Princeton University and collaborators have received funding from the Department of Energy (DOE) to establish an Energy Frontier Research Center (EFRC) with a focus on “bioinspired light-escalated chemistry (BioLEC).”
The award will be funded at a total of $10.75 million over a four-year award period beginning with fiscal year 2018. On June 29, U.S. Secretary of Energy Rick Perry announced $100 million in funding for 42 Energy Frontier Research Centers (EFRCs) to accelerate the scientific breakthroughs needed to strengthen U.S. economic leadership and energy security.
Under the leadership of Gregory Scholes, the William S. Tod Professor of Chemistry, the research center will seek to "employ light harvesting and advances in solar photochemistry to enable unprecedented photo-induced cross-coupling reactions that valorize abundant molecules." The center aims to revolutionize chemist’s ability to make new molecules, fuels, and materials by using the collective energy of two packets (quanta) light to break and make strong chemical bonds. A new range of chemical building blocks will be picked apart, aided by the sun’s energy, and crafted into new structures with valuable functions.

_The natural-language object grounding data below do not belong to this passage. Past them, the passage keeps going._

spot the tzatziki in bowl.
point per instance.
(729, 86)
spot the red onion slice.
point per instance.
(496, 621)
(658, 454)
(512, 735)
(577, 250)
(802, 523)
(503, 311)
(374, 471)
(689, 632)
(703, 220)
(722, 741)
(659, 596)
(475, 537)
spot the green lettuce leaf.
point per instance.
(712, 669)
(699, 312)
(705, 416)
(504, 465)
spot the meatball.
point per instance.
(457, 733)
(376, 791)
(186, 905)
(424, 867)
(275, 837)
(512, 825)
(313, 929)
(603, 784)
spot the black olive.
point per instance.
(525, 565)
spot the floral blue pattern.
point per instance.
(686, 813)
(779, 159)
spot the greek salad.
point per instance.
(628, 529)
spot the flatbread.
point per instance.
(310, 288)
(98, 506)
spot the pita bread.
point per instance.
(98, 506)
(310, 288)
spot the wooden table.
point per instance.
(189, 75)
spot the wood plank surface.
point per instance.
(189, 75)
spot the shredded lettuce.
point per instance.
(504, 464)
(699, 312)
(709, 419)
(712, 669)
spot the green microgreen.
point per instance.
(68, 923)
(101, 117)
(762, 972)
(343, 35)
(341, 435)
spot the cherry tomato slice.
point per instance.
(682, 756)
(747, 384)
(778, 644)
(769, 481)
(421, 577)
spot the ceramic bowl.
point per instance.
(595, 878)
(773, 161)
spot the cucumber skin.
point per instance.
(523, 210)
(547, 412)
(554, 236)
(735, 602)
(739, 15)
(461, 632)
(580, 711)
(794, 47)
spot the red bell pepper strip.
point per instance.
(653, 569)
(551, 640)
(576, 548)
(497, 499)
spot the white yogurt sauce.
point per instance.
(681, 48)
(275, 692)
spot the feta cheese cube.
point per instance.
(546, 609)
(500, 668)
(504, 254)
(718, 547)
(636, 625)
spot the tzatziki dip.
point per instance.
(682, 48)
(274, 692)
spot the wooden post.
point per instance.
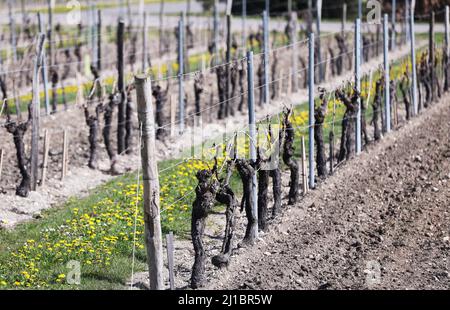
(252, 133)
(121, 88)
(244, 27)
(1, 162)
(181, 72)
(266, 56)
(173, 111)
(358, 82)
(153, 235)
(331, 141)
(413, 60)
(387, 78)
(50, 31)
(280, 82)
(304, 168)
(344, 18)
(290, 81)
(144, 44)
(431, 58)
(293, 72)
(99, 40)
(170, 260)
(44, 71)
(35, 112)
(319, 44)
(394, 28)
(45, 162)
(12, 26)
(228, 60)
(161, 29)
(65, 157)
(311, 110)
(216, 33)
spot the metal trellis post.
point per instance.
(181, 72)
(252, 132)
(358, 82)
(311, 110)
(413, 60)
(266, 56)
(387, 100)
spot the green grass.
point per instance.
(98, 230)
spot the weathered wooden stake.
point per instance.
(252, 133)
(170, 259)
(173, 111)
(50, 32)
(36, 113)
(311, 110)
(181, 72)
(344, 18)
(289, 84)
(244, 27)
(319, 44)
(432, 57)
(413, 60)
(99, 40)
(121, 88)
(65, 156)
(144, 44)
(44, 70)
(1, 162)
(45, 162)
(153, 234)
(358, 82)
(394, 25)
(266, 56)
(12, 26)
(387, 78)
(304, 168)
(293, 72)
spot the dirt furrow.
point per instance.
(381, 222)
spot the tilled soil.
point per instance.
(381, 222)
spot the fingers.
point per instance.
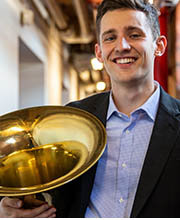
(50, 213)
(12, 207)
(42, 211)
(11, 202)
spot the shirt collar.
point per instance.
(150, 106)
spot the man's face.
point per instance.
(126, 46)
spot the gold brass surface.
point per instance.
(45, 147)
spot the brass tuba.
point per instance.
(45, 147)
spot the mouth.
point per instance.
(125, 60)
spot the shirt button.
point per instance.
(124, 165)
(121, 200)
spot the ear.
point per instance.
(98, 53)
(161, 44)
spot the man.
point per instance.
(137, 176)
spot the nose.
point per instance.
(122, 44)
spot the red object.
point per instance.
(161, 63)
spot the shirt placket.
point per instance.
(125, 153)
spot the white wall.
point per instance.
(11, 31)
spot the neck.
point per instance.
(129, 98)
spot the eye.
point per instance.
(109, 38)
(135, 36)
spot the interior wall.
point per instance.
(11, 31)
(31, 78)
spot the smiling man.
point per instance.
(138, 174)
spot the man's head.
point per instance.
(141, 5)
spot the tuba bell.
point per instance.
(44, 147)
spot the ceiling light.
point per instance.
(100, 86)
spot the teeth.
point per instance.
(125, 60)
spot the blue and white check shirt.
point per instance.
(119, 168)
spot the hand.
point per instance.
(13, 208)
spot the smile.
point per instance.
(124, 60)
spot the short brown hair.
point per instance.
(140, 5)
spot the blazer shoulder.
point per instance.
(169, 104)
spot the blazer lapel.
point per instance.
(162, 140)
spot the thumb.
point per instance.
(12, 202)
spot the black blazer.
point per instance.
(158, 192)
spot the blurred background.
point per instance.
(47, 52)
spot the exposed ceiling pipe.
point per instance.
(67, 33)
(86, 35)
(57, 14)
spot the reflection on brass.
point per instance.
(45, 147)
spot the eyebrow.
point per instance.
(129, 28)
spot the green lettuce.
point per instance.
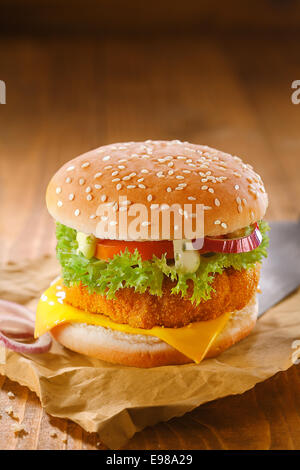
(128, 270)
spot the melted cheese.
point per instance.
(193, 340)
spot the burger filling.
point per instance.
(142, 285)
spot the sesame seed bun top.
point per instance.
(156, 172)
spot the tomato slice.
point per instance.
(107, 249)
(232, 245)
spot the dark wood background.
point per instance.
(74, 82)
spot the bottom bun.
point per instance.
(148, 351)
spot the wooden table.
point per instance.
(68, 95)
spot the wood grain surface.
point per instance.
(67, 95)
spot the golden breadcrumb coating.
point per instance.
(233, 291)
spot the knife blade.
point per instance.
(280, 273)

Princeton University is the lead institution, and the collaboration includes Princeton colleagues Abigail Doyle, the A. Barton Hepburn Professor of Chemistry; Robert Knowles, professor of chemistry; David MacMillan, the James S. McDonnell Distinguished University Professor of Chemistry; and Barry Rand, associate professor of electrical engineering and the Andlinger Center for Energy and the Environment.
Beyond Princeton, collaborators include researchers at the National Renewable Energy Laboratory (NREL), Brookhaven National Laboratory and other leading U.S. universities.
Established by the DOE’s Office of Science in 2009, the EFRC program brings together researchers from multiple disciplines and institutions — including universities, national laboratories, and nonprofit organizations — and combines them into synergistic, highly productive teams.
The current cohort of EFRCs, selected by competitive peer review, includes 22 new centers and the renewals of nine existing ones. All of the centers will be funded for up to four years. In addition, based on favorable peer review evaluations, another 11 existing centers were awarded two-year extensions to support the completion of valuable research that is still in progress.
The centers will help to accelerate scientific understanding in diverse energy-relevant fields including catalysts, electro- and photo-chemistry, geoscience, quantum materials, and nuclear and synthesis science.
The knowledge generated by the EFRCs will lay the scientific groundwork for future advances in solar energy, nuclear energy, energy conversion and storage, electronics and computation, production of fuels and chemicals, carbon capture, and control of the Earth’s subsurface.
Since 2009, the EFRCs have produced over ten thousand peer-reviewed scientific publications and generated hundreds of inventions at various stages of the patent process, fostering a wide range of new technologies that have benefited multiple private sector companies, large and small.
The four-year centers will receive on average approximately $2 million to $4 million per year. Total funding for the 42 centers will be $100 million in fiscal year 2018, with outyear funding contingent on Congressional appropriations.